I stared at her in silence, licking my dry lips. “She was their sister.”
Nelly snorted. “Half-sister and an annoyance.”
“So it was you I saw in the garden with Sy—Julien?”
She laughed. “Yes, of course. I played many roles in your demise.“ She lifted her hand, tapping each finger as she listed them off. “Lydia. The ghost of Elizabeth. The wailing in the walls. Your precious maid. Your poisoner…”
I swallowed hard against the burn rising in my throat, but the tears still gathered, hot and traitorous. My voice slipped out, thin and frayed.
“Why didn’t he tell me?”
The words cracked mid-breath, as though splintering under their own weight. “Why didn’t Sylum tell me he had a twin?”
Nelly tilted her head, lips curling in a small, pitying smile that didn’t reach her eyes.
“Why would he?” she replied with a shrug, almost singsong, as though discussing the weather. “Julien was the rot in the Blackthorn tree. He was the shameful secret no one dared prune. A brother bound to him by blood… and by madness.”
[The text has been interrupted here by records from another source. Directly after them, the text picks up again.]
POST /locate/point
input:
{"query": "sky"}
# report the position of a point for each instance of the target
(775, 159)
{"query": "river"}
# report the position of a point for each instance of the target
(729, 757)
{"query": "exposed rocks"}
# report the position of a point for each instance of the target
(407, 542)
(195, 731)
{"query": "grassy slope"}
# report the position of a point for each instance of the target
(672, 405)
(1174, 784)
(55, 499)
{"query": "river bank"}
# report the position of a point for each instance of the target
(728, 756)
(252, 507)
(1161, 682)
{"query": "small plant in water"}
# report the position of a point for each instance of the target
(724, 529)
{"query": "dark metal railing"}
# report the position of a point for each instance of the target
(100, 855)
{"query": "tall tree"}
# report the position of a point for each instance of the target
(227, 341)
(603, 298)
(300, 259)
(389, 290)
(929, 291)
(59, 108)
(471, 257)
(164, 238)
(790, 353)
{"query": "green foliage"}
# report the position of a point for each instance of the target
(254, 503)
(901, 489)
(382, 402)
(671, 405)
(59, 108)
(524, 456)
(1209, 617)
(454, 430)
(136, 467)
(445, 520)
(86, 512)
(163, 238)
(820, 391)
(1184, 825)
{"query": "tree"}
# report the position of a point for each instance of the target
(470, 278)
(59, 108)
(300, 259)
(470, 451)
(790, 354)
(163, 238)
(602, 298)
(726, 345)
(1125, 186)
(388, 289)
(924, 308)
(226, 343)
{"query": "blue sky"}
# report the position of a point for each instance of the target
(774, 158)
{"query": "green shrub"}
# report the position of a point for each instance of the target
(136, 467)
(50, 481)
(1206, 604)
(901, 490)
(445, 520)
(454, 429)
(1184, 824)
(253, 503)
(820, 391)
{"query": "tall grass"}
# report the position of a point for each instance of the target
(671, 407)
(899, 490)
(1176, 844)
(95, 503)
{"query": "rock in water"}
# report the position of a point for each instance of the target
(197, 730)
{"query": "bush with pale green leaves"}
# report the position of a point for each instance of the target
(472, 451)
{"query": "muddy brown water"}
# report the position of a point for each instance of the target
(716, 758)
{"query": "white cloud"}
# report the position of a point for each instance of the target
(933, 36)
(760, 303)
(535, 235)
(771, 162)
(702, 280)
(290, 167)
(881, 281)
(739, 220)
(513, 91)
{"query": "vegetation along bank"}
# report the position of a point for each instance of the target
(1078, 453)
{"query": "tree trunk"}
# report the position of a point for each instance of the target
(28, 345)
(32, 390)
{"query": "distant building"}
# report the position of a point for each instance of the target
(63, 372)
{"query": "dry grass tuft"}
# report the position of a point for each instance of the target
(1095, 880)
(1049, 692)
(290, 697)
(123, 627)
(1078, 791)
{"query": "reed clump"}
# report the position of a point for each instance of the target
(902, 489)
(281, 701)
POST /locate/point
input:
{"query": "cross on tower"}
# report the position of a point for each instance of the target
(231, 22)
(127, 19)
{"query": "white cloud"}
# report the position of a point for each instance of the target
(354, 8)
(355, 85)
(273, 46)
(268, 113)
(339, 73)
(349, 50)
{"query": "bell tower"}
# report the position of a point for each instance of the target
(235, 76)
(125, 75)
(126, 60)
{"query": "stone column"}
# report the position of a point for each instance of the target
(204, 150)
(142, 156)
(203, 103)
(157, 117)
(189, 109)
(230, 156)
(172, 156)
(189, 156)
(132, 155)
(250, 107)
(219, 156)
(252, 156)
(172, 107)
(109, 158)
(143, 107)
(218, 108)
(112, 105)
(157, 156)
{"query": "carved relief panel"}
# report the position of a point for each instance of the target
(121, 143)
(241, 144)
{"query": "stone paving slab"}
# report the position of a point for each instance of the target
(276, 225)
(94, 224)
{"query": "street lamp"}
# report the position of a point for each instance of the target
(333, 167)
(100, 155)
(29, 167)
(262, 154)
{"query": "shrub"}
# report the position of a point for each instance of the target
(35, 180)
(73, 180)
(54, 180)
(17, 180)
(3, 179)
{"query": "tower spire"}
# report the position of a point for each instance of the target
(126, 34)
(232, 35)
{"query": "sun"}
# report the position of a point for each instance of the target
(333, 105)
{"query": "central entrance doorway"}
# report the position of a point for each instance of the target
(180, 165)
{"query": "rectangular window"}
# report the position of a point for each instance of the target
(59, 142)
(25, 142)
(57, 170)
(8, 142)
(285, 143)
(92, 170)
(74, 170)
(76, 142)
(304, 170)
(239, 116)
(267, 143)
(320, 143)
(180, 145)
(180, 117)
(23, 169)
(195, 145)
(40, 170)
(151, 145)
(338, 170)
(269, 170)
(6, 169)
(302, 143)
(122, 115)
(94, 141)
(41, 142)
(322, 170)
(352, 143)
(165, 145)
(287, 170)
She leaned closer, smiling.
“Quite the delicious paradox, isn’t it?” Her smile sharpened. “He couldn’t bear the thought of you knowing that lunacy runs in his veins. And yet…” Her gaze drifted over me with a sneer of disgust. “What right would you, of all people, have to judge him?”
The words struck like a slap, cruel and precise.
She rose then, crossing to a small leather bag in the corner. Glass clinked faintly as she rummaged through it. When she turned back, a gleam of metal flashed in her hand.
A pistol.
My heart lurched.
“What happens now?” I asked, my voice trembling.
“Since you’ve ruined our original ending, we’ve had to improvise,” she explained, tucking the pistol into a garter beneath her skirts. “Julien is waiting at the cliffs. I sent word to your husband that you’d gone wandering again. He's probably halfway there already.”
Her eyes glittered. “When we arrive, Julien will take care of your husband. You, my dear, will be found with the pistol that kills him. They’ll cart you off to be with your mother and Julien will take his rightful place as heir… and I will become his Duchess.”
“You’ll be caught,” I choked out.
She smiled. “I don’t think so. All the servants think you’re mad enough to do it. They’ll tell the constable about your episodes.”
From her pocket, she withdrew a syringe and amber vial.
My pulse spiked.
I tried to move as she filled it, but my limbs were sluggish, uncooperative. She knelt, seized my arm, and before I could scream, plunged the needle into my skin. A searing heat spread through my veins.
“What is that?” I croaked watching the syringe empty into my vein.
“A little mixture I’ve been saving for just this moment,” she mused calmly, gripping my arm so fiercely that her nails dug into my skin.
“Laudanum and Nightshade…” she paused, tilting her head at my horrified reaction.
“Don’t worry, it won’t kill you. I’ve been perfecting just the right amount for weeks. ”
She barely finished the sentence before the effects wracked my body. Everything began to sway and spin. Her face slid into a haze of melting colors and when she laughed, the sound came too slow, too foreign.
My body became a tomb and I couldn’t even think clearly enough to tell my brain to move my limbs.
“Come on,” she urged, scooping her arm beneath my head, forcing me to stand on legs that I couldn’t even feel. “Let’s go before it really drags you under.”
We stumbled through the tower, my weight sagging against her shoulder. Each step sent fire through my skull. The corridors swam, melting in and out of focus.
Darkness crept in and when I came to again, we were in the garden, the cool night air stinging my cheeks. The manor loomed behind us, its windows dark as hollow eyes.
“Almost there,” Nelly murmured, dragging me forward with unnatural strength for a woman her size.